On 7/06/2016 6:57 pm, Bruno Marchal wrote:
On 07 Jun 2016, at 04:24, Bruce Kellett wrote:

That sounds like you actually do accept the standard concept of non-locality in quantum mechanics! Spacelike separated particles can interfere probabilistically without any possible interactions (mechanistic force-field exchanges) between them: that is precisely what is meant by non-locality in this context.

I think you have been too tied up with a mechanistic interpretation of non-locality -- you appear to think that it necessarily involves FTL exchange of some particle or other mechanistic influence. But this is not necessarily the case -- we don't actually postulate non-local hidden variables of this type because that would represent an attempt to give a "local" account of "non-locality". All that is involved is that the singlet state is a unity, even though the entangled particles might be widely separated. This is reflected in the fact that the wave function itself is intrinsically non-local -- it is local and deterministic only in configuration space, not in 3-dimensional physical space.

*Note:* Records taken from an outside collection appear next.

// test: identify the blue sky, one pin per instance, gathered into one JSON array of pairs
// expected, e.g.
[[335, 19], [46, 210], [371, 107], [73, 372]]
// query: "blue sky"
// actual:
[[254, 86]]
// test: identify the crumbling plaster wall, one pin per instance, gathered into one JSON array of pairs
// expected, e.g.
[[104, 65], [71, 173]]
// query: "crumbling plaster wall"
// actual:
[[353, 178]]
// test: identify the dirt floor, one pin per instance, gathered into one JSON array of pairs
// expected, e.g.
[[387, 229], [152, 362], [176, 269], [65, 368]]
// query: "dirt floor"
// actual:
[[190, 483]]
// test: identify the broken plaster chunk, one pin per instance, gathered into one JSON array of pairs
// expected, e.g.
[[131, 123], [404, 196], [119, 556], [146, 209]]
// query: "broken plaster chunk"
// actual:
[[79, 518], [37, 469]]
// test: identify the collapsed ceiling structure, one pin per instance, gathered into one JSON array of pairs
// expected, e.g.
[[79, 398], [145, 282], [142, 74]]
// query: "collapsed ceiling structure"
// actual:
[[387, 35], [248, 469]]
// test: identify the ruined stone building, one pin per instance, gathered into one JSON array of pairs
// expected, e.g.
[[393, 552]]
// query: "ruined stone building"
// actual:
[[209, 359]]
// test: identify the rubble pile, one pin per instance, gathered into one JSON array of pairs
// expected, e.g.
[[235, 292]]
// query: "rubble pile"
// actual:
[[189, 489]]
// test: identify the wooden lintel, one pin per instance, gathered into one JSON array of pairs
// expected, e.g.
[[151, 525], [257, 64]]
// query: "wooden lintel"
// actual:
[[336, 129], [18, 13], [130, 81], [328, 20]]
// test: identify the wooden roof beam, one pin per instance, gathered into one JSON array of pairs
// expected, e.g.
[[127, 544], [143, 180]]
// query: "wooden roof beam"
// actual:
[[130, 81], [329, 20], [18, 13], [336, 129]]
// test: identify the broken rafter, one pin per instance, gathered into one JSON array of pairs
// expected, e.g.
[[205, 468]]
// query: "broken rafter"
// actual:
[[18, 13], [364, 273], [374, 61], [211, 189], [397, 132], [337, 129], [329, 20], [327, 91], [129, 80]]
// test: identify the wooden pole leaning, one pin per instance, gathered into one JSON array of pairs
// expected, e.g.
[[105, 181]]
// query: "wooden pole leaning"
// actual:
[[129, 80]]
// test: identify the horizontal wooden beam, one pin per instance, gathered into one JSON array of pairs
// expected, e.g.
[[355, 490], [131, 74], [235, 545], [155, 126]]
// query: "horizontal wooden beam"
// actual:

You are the one who seem to accept that such a non-locality is not physical, but due to the internal relative FPI. If you agree there is no FTL action in any physical realities, I guess we agree, then.

I have always been clear that no FTL mechanistic disturbance was involved in quantum non-locality. We seems to agree on that. However, "the internal relative FPI" is just a sequence of words that has little meaning in this context. Why not just accept that the observed results come from the standard evolution of the wave function, so the observed non-locality is just a property of the wave function -- no mystery or magical FPI about it at all.